What Hosting Types do

Hosting Types help you group infrastructure and platform environments into reporting-friendly categories.

In Settings, this is where administrators define a named hosting classification, connect it to one or more hosting platforms, and align it to the asset types that should roll into that classification.

This matters because Yarken does not only need to know the raw source platform name.

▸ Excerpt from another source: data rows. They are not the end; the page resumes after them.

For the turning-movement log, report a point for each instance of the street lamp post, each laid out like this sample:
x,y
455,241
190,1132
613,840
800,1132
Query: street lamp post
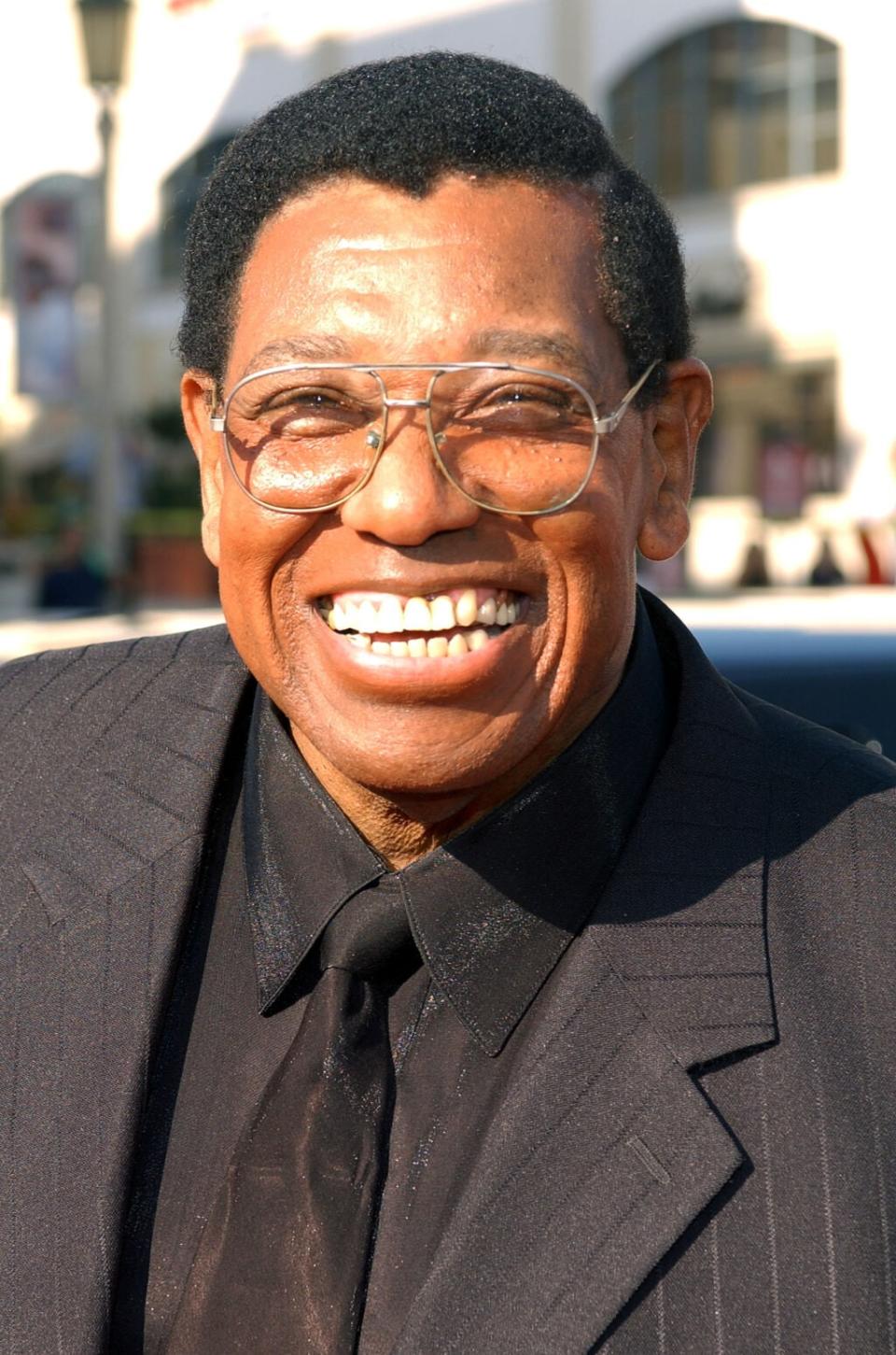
x,y
105,26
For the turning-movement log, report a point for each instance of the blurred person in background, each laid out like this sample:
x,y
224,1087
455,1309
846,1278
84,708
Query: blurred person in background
x,y
442,955
826,572
71,582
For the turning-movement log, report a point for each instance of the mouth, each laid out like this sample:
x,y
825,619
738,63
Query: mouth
x,y
447,625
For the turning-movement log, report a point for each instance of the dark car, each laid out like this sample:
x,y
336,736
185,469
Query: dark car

It also needs a consistent business-facing grouping that can be reused across reporting, asset analysis, and technology finance views.

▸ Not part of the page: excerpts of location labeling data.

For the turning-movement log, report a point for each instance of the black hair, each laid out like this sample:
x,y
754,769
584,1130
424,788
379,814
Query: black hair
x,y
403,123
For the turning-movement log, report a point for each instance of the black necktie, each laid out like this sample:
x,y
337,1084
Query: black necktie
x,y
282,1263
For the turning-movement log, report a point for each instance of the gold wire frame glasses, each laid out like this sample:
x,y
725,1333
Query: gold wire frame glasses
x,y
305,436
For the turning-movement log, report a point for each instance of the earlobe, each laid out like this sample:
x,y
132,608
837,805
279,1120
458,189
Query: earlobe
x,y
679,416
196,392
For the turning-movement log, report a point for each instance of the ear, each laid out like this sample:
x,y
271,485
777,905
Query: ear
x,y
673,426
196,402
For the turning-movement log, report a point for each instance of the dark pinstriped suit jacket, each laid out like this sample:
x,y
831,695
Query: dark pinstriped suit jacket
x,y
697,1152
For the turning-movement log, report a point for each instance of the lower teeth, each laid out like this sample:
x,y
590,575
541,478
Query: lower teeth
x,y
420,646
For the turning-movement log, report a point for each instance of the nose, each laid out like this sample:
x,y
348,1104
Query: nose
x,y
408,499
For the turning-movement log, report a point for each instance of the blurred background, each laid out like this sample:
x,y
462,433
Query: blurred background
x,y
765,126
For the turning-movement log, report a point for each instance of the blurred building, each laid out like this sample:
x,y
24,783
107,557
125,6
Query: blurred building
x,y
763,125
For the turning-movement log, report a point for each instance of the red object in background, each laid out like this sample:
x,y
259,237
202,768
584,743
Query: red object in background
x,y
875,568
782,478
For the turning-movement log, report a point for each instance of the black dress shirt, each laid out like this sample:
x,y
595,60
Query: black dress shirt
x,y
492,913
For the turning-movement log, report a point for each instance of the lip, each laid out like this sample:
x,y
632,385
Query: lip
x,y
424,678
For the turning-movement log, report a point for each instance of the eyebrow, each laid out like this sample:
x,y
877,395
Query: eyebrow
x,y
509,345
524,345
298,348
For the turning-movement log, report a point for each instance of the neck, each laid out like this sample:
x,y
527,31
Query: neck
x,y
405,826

How Hosting Types work in Settings

The current Settings screen shows Hosting Types as a managed list with three key columns:

Field

What it means

Hosting Type

The reporting category used in Yarken, such as Cloud, Mainframes, On-Prem, Servers, or Platform.

Hosting Platform

The specific platforms that should be treated as part of that hosting type.

Asset Type

The asset type or types that align to that hosting type.

This means a Hosting Type acts as a classification layer between low-level platform labels and the broader infrastructure view used in Yarken.

Why this setting matters

Hosting platforms often arrive in many different names and source-specific labels.

Hosting Types give administrators a way to normalise that detail into a smaller set of categories that are easier to analyse and explain.

For example, multiple cloud or infrastructure platform names can be grouped under one Hosting Type so dashboards and reporting stay consistent.

This makes it easier to:

  1. Review infrastructure spend by hosting model.

  2. Keep platform naming consistent across the environment.

  3. Align asset analysis to broader technology finance reporting.

  4. Support hosting-oriented views such as Cloud TCO, Mainframe TCO, On-Prem TCO, and Server TCO.

What admins can do here

From the Hosting Types setting, administrators can:

  1. Review the existing hosting classifications.

  2. Search the current list.

  3. Add a new Hosting Type.

  4. Edit an existing Hosting Type and its mappings.

  5. Delete a Hosting Type that is no longer needed.

Use + ADD NEW when a new hosting model, platform grouping, or reporting classification needs to be introduced.

How to think about the structure

A good Hosting Type should represent a category that makes sense to the people who review infrastructure cost and asset ownership.

The Hosting Platform field should capture the underlying platforms that belong to that category.

The Asset Type field should reflect the asset classes that should be analysed under that hosting view.

Keep the structure stable and meaningful. If different platform names really belong to the same reporting concept, group them under one Hosting Type instead of creating unnecessary categories.

Common examples

The current Settings guidance and screen example show common hosting classifications such as:

  1. Cloud

  2. Mainframes

  3. On-Prem

  4. Servers

  5. Platform

These are useful because they describe the infrastructure model in a way that business and technology stakeholders can both understand.